“How much longer will it be before even thoughts become criminal in Germany? Mehring is one of the most brilliant historians and writers, and one of the first representatives of German intellectual life—known as such far beyond the German frontiers. When it is now known abroad that such a man has been put under a sort of preventive arrest merely in order to cut him off from the public for political reasons, one really cannot be astonished at the low reputation enjoyed by the German Government both at home and abroad. How evil must be the state of a Government which has to lock up the first minds of the country in order to choke their opposition!”
Herr Dittmann’s second case was that of Frau Rosa Luxemburg. He said that she was put under arrest many months ago, without any charge being made against her, and merely out of fear of her intellectual influence upon the working classes. All the Socialist women of Germany were deeply indignant, and he invited the Government to consider that such things must make it the positive duty of Socialists in France, England, Italy and Russia “to fight against a Government which imprisons without any reason the best-known champions of the International proletariat.” The treatment of both Mehring and Frau Luxemburg had been terrible. The former, old and ill, had had the greatest difficulty in getting admission to a prison infirmary. Frau Luxemburg a month ago was taken from her prison bed in the middle of the night, removed to the police headquarters, and put in a cell which was reserved for prostitutes. She had not been allowed a doctor, and had been given food which she could not eat. Just before the Reichstag debate she had been, taken away from Berlin to Wronke, in the Province of Posen.

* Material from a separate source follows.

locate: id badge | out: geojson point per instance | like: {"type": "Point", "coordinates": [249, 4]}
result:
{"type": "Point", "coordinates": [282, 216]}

Herr Dittmann then gave a terrible account, some of it unfit for reproduction, of the treatment in prison of two girls of eighteen whose offence was that on June 27th they had distributed invitations to working women to attend a meeting of protest against the procedure in the case of Herr Liebknecht. He observed that they owed it entirely to themselves and to their training if they had not been ruined physically and morally in their “royal Prussian prison.” When they were at last released they were informed that they would be imprisoned for the rest of the war if they attended any public meeting. Herr Dittmann proceeded:—
“Here we have police brutality in all its purity. This is how a working-class child who is trying to make her way up to knowledge and Kultur is treated in the country of the promised ’new orientation,’ in which (according to the Imperial Chancellor) ’the road is to be opened for all who are efficient.’ These are the methods by which the spirit of independence is systematically to be billed. That is the reason for the arrests of members of the Socialist party who stand on the side of determined opposition. You imagine that by isolating the leading elements of the opposition you can crush the head of the snake.”